4) Keep things simple. An error that is part of a series of changes affecting multiple parts of the IT infrastructure can make it difficult to isolate and remediate problems. Break down massive changes into smaller, more manageable chunks that can be reverted atomically.
5) Build in room for error. It’s surprising how often IT teams go full steam ahead in rolling out changes without thinking about how they will revert back to the previous state should errors occur. These teams should assume errors will happen, and create the action plan for addressing those errors once they do.
6) Communication, the old fashioned way. Any application or system owners impacted by changes should be notified of changes prior to their occurrence, including the scope of the change and timeframe. That will serve as precaution to the owners to be vigilant for abnormal application or system behaviour.
Beware of additional threats
DoS attacks can originate internally through a Trojan horse or virus impacting one or more internal systems. Externally, [D]DoS attacks originate from multiple systems on the Internet acting in an orchestrated manner to bring down publicly facing systems. Mitigating these threats will require more sophistication, but nevertheless, following tried-and-true best practices will still be key to protecting networks:
1) Strengthen your shield. The first level of defence is ensuring firewalls are configured properly and systems are patched with the latest security updates. Will this prevent a successful attack? No, but they are basic steps that many organizations ignore, leaving themselves vulnerable.
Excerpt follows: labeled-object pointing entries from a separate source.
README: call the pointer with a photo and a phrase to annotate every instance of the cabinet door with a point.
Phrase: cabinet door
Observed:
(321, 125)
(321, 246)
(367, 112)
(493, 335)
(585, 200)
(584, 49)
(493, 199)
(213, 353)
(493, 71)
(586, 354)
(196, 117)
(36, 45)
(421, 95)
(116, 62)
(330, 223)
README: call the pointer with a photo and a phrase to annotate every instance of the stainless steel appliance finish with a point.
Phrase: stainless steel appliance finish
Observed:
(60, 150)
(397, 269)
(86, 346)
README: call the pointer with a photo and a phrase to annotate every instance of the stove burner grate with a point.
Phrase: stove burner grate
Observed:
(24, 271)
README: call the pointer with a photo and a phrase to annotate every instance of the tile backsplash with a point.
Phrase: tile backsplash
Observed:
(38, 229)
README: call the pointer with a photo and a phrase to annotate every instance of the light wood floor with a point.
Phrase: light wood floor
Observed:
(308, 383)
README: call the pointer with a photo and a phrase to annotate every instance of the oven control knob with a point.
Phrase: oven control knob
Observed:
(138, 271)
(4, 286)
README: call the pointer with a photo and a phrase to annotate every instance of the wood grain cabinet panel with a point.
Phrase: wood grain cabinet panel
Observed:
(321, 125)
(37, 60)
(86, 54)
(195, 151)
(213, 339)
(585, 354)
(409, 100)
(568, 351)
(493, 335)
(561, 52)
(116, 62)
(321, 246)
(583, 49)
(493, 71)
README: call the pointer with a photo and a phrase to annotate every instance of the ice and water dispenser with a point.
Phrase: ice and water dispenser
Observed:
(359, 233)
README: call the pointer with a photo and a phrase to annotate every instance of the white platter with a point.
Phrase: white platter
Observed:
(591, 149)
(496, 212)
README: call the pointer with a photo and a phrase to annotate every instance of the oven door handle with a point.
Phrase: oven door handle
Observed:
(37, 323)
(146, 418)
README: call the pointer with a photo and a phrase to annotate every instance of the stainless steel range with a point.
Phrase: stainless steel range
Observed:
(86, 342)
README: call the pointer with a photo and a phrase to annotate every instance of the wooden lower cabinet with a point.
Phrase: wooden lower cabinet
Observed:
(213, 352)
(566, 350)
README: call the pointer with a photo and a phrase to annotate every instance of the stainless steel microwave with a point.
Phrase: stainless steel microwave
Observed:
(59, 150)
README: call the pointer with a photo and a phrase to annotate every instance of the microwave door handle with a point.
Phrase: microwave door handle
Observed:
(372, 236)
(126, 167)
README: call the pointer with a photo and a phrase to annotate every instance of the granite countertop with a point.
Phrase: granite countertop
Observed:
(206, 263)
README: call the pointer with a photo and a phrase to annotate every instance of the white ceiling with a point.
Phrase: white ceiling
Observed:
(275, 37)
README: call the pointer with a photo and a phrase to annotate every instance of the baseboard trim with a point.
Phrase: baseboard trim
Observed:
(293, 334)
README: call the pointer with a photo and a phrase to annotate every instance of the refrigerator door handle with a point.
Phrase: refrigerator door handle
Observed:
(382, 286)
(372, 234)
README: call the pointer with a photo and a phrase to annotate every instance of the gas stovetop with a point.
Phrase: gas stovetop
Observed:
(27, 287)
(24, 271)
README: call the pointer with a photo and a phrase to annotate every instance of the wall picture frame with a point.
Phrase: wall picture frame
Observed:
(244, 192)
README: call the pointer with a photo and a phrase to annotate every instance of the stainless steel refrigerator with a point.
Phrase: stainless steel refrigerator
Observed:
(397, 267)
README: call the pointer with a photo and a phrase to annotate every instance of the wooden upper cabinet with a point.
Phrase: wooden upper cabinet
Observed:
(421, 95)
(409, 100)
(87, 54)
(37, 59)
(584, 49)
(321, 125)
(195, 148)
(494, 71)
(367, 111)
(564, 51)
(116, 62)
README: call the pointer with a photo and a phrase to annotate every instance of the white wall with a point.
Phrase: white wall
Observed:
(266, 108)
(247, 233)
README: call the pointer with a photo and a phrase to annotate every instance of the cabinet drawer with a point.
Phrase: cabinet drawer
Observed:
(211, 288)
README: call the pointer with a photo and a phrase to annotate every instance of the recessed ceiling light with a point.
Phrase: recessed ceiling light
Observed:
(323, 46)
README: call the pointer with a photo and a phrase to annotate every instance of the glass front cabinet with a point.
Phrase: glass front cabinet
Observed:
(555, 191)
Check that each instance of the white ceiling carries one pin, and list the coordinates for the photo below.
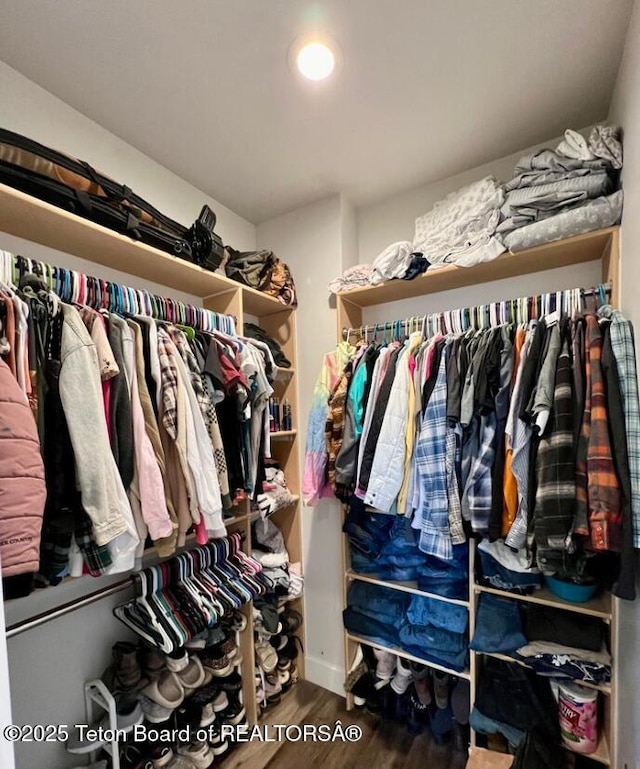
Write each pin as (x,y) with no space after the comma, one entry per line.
(426,89)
2) Keep vigilant. Appropriately monitor the firewalls and key systems in your network to detect abnormal events that usually accompany [D]DoS attacks, including high connection counts and high CPU and bandwidth utilisations. Different monitoring systems provide different ways to define what ‘normal’ means, ranging from setting up complete manual thresholds to learning from past data to identify normal range of operation. No matter the system, it is important for the IT team to understand the different thresholds being used by the systems and how those evolve over time. These systems should be capable of alerting IT staff of abnormal network behaviours and events.
3) Use appropriate technology. It can be difficult to figure out which data stream(s) to monitor in order to determine a baseline for normal behaviour. Leveraging deep packet inspection or flow based technology to monitor network behaviour provides a live picture of the network traffic on the network, minimising the window of time that it takes to detect abnormal behaviour.
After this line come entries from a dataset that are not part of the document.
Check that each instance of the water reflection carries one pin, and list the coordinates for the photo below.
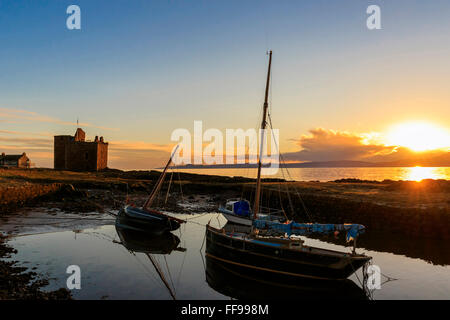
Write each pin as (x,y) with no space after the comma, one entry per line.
(331,174)
(421,173)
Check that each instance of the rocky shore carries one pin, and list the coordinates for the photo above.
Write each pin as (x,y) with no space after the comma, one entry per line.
(419,211)
(18,283)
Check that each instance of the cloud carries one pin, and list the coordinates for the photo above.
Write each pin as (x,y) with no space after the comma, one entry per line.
(30,116)
(330,145)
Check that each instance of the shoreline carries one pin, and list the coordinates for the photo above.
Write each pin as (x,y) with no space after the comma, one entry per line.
(60,200)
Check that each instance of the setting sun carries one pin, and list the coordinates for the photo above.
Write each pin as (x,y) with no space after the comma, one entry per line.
(419,136)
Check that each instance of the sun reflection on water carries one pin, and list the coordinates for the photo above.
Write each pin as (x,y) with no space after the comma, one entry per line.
(421,173)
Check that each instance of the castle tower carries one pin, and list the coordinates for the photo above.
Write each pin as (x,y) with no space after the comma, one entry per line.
(76,154)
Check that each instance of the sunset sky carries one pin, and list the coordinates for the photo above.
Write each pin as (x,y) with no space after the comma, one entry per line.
(137,70)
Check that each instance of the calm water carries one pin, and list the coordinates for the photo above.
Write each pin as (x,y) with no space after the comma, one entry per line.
(110,271)
(331,174)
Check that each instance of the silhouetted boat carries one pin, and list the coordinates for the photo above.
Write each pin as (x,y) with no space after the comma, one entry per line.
(280,257)
(235,282)
(163,244)
(259,252)
(137,241)
(146,219)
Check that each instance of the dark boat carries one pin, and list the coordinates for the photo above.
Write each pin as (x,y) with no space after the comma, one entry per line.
(280,258)
(267,250)
(234,282)
(151,245)
(137,241)
(146,219)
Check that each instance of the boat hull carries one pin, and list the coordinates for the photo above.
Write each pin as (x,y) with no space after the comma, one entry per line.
(139,220)
(281,263)
(237,219)
(137,241)
(233,281)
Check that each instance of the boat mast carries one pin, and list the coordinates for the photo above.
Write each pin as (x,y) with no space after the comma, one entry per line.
(263,127)
(159,183)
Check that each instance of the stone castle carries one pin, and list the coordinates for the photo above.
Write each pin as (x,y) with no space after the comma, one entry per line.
(76,154)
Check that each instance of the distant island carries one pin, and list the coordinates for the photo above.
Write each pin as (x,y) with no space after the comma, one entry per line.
(437,161)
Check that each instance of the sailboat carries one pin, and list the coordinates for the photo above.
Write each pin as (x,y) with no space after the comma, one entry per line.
(232,282)
(146,219)
(162,245)
(284,258)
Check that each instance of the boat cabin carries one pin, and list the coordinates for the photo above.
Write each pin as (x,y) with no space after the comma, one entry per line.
(238,207)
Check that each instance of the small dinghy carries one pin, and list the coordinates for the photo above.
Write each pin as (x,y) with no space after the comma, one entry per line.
(146,219)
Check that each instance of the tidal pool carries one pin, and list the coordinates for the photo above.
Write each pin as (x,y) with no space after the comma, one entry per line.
(175,266)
4) Assign responsibility. Ownership empowers and confers accountability. It is extremely important to designate someone in the IT organization to be responsible for the security of the company. That individual should be involved in security assessments and analyses, and be consulted anytime there is suspicion of security related attacks. This person should also be responsible for staying abreast of the security threat landscape that can be impacting the business and effectively brief and educate the rest of the organization. This strategy does not alleviate the IT team at large of security responsibilities, but merely puts someone in charge of the effort.
Many companies tend to overlook the security risks associated with various attacks on their infrastructure and are therefore underprepared to face threats to their network, whether malicious or benign. While the basic steps described above aren’t a silver bullet, they can significantly help shore up networks against unplanned outages and ultimately help protect your network.
Joel Dolisy is SVP, CTO and CIO at SolarWinds.